Low-level radioactive waste with particularly long-lived isotopes and medium-level radioactive waste with short-lived isotopes was stored there, in metal drums that were supposed to be used as transport, not permanent, containers. In the first phase of the experiment, the drums were stacked on one another. In the second phase the drums were stacked horizontally, like a woodpile. In the third phase, drums were dumped off an underground cliff and then rock salt debris was dumped on them. It is now known that metal drums last only a few years to decades when exposed to salt water, and these metal drums may have been further damaged by how they were placed into storage. Hydrogen is possibly forming.
No fees were collected for nuclear waste delivered between 1967 and 1975. In 1975 the law changed—“permanent storage” was not defined in German law until 1976, for example—after which Asse collected a total of about 900,000 euros in fees until the research program on permanent nuclear waste disposal ended in 1995. Asse’s remaining open caverns were carefully filled in with trainloads of rock between 1995 and 2004.
In 2008 it became known that Asse 2 was in danger of collapse due to water seepage and cracking, not surprising due to its history and the fact that its salt ceilings have been deforming by up to 15 cm/year for many years now. A state investigation was started and found, among other things, that radioactive salt water was first detected in the mine in 1995. Two billion euros are now budgeted for the cleanup, though experts estimate the cost will be closer to six billion. The site’s recent budgets exceeded 100 million euros/year, used for maintenance and public relations, reported ZDF heute journal, which broadcast disturbing photos of the damage in this report from 05 Oct. 2012. ZDF says the plan is to drill a new tunnel and remove the nuclear waste through it, though that might not be possible. It has been estimated the ceiling rock will start to fail in early 2014, and that cleanup can’t be started before 2036.
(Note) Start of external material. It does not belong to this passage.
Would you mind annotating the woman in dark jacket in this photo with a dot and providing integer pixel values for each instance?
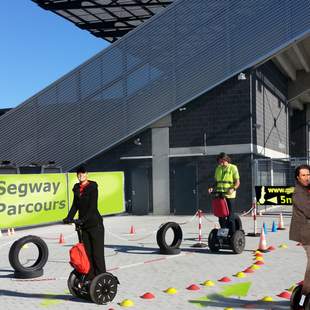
(85, 201)
(300, 223)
Update on 04 Mar 2014: New environmental minister Barbara Hendricks visited Asse for the first time. About twelve thousand liters of water are seeping into the nuclear waste storage site there each day, said ARD tagesschau.de, which is why the Bundestag voted one year ago to move Asse’s nuclear waste as quickly as possible, to protect local groundwater from radioactive contamination. During her hard-hatted and overalled inspection of the underground chambers, Minister Hendricks said she didn’t think the work could be easily speeded up because more than <120 people cannot be in the old salt mine at a time for safety and technical reasons. Local people are demanding that a second shaft be built immediately, to finish the cleanup before the old tunnels collapse.